Where next for the constitutional conversation about a united Ireland?

There is nothing novel about the ‘new’ in new Ireland. But what do people mean when they insert it?

There is little doubt that this island has entered a new phase in the constitutional conversation about a united Ireland. The constant plea in recent years has been for proper preparation. That has commenced. More and more substantive contributions are emerging. Civil society, political parties, politicians and academics, among others, are making rigorous and serious interventions. Books, articles, blogs, podcasts and opinion pieces regularly appear. The efforts of the Oireachtas are, for example, notable, with the Seanad Public Consultation Committee and the Committee on the Implementation of the Good Friday [Belfast] Agreement advancing work on the constitutional future.

While the Irish Government’s Shared Island Unit could be much more ambitious, it is producing useful outputs. If permitted to embrace all aspects of the shared island agenda, and supported accordingly, its potential is enormous.
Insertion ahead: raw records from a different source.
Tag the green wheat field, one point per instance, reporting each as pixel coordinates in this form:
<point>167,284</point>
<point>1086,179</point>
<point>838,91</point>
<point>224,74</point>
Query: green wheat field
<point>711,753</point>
It is significant that Sinn Féin and the SDLP have each established commissions. Ireland’s Future, the Shared Ireland Podcast Team and the Constitutional Conversations Group are just some examples of those shaping a determined and focused civic response. Many know that the constitutional question will be asked and are doing their best to complete the necessary homework. None of that will be wasted whenever the time comes. Where might this go now and what are the challenges?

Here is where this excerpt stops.